Durante muito tempo tentou resistir, esperando que a situação mudasse. Mas piorou. As humilhações aumentaram, o dinheiro não chegava nem para as necessidades diárias e o futuro parecia fechado.

Foi então que alguém lhe falou da Casa 2000 – Accoglienza con il Cuore, promovida pelo Centro di Aiuto alla Vita de Biella. Cruzar aquela porta significou dar o passo mais difícil, mas também o mais importante da sua vida.

Na Casa encontrou muito mais do que um alojamento. Encontrou pessoas dispostas a ouvi-la, a apoiá-la e a acompanhá-la num caminho de renascimento, sem a julgar.

Reconstruir a confiança

O acolhimento permitiu a Aegerta recomeçar lentamente. Os profissionais ajudaram-na a recuperar a confiança nas suas próprias capacidades, a cuidar do filho com serenidade e a projetar um futuro autónomo.

Na estrutura aprendeu que pedir ajuda não é um sinal de fraqueza, mas o primeiro passo para a liberdade. Graças ao acompanhamento educativo e humano conseguiu construir uma nova estabilidade, longe da violência e da dependência económica.

A sua história demonstra que, quando uma mulher é apoiada no momento mais frágil da sua vida, muda também o destino da criança que traz consigo.

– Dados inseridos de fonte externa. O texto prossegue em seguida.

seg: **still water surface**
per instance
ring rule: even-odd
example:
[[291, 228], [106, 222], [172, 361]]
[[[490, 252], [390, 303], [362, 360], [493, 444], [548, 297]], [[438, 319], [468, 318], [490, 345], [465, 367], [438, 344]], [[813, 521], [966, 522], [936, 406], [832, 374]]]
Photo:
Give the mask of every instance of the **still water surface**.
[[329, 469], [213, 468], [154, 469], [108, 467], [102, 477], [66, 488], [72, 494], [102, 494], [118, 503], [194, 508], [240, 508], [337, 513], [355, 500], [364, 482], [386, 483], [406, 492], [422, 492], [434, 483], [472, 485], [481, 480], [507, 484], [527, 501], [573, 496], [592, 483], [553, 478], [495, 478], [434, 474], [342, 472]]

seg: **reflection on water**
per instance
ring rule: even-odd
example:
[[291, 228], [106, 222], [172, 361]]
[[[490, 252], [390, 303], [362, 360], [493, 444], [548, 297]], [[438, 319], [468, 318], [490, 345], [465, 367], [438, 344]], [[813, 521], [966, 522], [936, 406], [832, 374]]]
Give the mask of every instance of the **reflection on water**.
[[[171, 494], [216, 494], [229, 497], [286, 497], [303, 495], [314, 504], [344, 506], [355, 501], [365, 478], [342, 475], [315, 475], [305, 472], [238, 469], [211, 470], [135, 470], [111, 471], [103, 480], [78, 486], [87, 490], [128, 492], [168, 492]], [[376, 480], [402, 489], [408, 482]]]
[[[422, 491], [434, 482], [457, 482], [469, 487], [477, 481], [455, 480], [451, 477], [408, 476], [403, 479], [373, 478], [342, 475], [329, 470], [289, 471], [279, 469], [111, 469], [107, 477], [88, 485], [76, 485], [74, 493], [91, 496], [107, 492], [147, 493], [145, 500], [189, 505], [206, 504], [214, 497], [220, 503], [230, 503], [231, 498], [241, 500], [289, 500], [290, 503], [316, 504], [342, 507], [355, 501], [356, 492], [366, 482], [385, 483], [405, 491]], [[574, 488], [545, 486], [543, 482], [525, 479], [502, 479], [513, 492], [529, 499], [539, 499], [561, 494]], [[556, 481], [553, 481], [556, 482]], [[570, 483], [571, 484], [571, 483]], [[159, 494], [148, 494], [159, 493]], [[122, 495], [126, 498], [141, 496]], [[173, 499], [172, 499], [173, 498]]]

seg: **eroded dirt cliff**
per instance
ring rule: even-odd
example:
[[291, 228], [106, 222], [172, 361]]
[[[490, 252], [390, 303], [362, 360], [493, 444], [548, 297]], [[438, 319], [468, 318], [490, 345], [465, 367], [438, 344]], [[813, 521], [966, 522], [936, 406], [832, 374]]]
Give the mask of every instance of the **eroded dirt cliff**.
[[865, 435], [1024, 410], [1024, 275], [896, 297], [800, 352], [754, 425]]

Uma casa que devolve esperança

As Casas de Acolhimento do Movimento per la Vita nascem precisamente para isto: oferecer um refúgio a mulheres grávidas ou com crianças pequenas que vivem situações de grave dificuldade. Não são simplesmente estruturas assistenciais, mas lugares onde se reconstroem relações, se recupera a autoestima e se preparam caminhos de autonomia.

Cada hóspede segue um projeto personalizado com o apoio de educadores, psicólogos, assistentes sociais e voluntários. O objetivo não é criar dependência da ajuda recebida, mas devolver às mães as ferramentas para caminharem com os seus próprios pés e oferecer aos filhos um ambiente seguro em que possam crescer.

A misericórdia que abre uma porta

A história de Aegerta recorda que por trás de cada gravidez difícil há uma pessoa que pede, muitas vezes em silêncio, para não ser deixada sozinha. Uma porta aberta, uma cama, uma escuta sincera e uma mão estendida podem fazer a diferença entre o desespero e a esperança.

É esta a força das Casas de Acolhimento: transformar a solidariedade numa possibilidade concreta de renascimento. Num tempo em que tantas mulheres enfrentam a maternidade na solidão, estas realidades continuam a testemunhar que a misericórdia não é uma ideia abstrata, mas uma casa que acolhe, protege e devolve futuro.